Nos encaramos durante o maior segundo da face da terra. Eu só precisava de uma confirmação de que não estava fazendo besteira. Ele torceu o nariz para mim.

— É um plano suicida, se você quer saber.

Me olhei mais uma vez no espelho e Jonas percebeu que eu havia ficado desapontado com a resposta, porque ele logo disse:

— Mas se ela vai embora mesmo, não custa tentar.

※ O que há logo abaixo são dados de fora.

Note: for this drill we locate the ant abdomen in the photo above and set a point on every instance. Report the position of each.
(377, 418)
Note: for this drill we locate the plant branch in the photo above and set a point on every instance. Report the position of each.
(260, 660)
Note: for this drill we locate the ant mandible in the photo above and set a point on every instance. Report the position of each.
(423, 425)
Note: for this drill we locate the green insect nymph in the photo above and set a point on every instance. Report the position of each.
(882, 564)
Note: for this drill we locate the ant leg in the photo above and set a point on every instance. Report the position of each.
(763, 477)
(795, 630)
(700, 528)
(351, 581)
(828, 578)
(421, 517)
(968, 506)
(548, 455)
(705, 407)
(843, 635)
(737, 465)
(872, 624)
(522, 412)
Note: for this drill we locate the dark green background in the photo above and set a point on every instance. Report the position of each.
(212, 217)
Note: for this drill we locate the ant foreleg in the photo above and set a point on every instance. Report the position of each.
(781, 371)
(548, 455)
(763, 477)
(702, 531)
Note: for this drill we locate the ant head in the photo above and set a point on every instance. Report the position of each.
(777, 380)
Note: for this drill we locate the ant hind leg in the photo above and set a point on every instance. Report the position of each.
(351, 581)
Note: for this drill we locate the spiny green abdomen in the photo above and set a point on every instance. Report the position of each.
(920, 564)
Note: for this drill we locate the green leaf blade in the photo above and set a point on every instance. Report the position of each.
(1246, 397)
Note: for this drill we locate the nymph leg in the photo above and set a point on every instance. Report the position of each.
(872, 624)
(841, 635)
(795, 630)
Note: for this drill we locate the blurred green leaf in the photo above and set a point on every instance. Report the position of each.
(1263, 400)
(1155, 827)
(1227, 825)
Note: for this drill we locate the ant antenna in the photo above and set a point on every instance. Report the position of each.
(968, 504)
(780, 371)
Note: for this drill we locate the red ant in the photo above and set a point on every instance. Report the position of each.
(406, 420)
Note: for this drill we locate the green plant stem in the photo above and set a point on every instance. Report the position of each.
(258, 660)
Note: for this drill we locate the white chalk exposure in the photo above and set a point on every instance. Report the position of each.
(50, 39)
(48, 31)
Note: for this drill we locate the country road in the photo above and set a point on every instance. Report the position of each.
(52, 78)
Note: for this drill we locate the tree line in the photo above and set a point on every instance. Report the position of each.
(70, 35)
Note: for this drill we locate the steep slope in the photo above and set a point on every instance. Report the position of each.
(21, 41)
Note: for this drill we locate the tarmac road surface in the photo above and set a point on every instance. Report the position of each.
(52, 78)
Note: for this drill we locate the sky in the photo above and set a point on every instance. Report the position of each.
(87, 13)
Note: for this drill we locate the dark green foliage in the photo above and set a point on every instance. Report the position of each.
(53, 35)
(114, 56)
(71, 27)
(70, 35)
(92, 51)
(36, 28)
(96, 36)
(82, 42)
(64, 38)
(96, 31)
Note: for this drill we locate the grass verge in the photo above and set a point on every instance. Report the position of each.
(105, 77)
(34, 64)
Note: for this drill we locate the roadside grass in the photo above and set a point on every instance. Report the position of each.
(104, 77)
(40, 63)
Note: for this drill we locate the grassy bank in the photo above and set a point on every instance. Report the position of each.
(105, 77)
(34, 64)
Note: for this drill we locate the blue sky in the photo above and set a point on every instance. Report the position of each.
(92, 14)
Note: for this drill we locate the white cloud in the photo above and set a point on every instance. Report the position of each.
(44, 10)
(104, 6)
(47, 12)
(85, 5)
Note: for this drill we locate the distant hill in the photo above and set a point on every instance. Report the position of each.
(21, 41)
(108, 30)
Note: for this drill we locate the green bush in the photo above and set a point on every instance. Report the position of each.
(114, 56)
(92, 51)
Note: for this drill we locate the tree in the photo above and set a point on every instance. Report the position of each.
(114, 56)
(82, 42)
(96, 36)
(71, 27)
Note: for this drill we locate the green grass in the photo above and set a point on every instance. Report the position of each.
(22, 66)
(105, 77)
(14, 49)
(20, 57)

Curto e grosso. Esse era Jonas.

Me lembrei de quando havia conhecido Manu. Estávamos na terceira série, e ela havia me pedido a caixa de lápis de cor emprestado no meio da aula. Eu dissera que não, pois sempre fora apegado demais às minhas coisas. Ela ficou em choque e virou de costas para mim, voltando a conversar com uma amiga. Naquele mesmo dia, quando fui almoçar no refeitório, percebi que a minha mãe não havia me dado o dinheiro para a comida. Então, eu me sentei sozinho, com fome, esperando dar o horário. Até que a mesma garota do evento do lápis de cor apareceu na minha mesa, segurando dois sanduíches. Dissera que seu irmão havia enviado um deles para mim, mesmo eu não merecendo. Só depois eu fui descobrir que ele não fizera nada disso, havia sido ela. Aquilo foi um tapa na minha cara. E, ao mesmo tempo, o começo da nossa amizade.

De repente, eu repensei todo o plano. Será que eu deveria aceitar e aproveitar meus últimos momentos com a Manu em vez de fazer algo arriscado que poderia prejudicar a nossa amizade? Tentei ocupar minha mente com outra coisa, antes que começasse a pensar nisso de forma obsessiva. Eu iria em frente, de qualquer jeito.

Porque eu a amava. E ela precisava saber.

— Você está bem? — Jonas perguntou, quebrando o silêncio. Ele já havia ligado meu videogame e aberto meu pacote de Doritos que estava do lado da TV.

— Sim, por quê?

— Sei lá, você está parado aí encarando o espelho já tem um bom tempo.

Mais uma vez eu me perdera na obscura Nathanville. E já era hora de ir. Meu rosto ficou quente e meu coração começou a bater mais rápido. Jonas percebeu que eu estava saindo, então colocou o controle na cama e desligou a televisão.

— Vai dar tudo certo — ele falou tentando me encorajar.

O que não funcionou, porque, logo em seguida, eu tropecei no tapete e caí de joelhos ao som de um rasgo.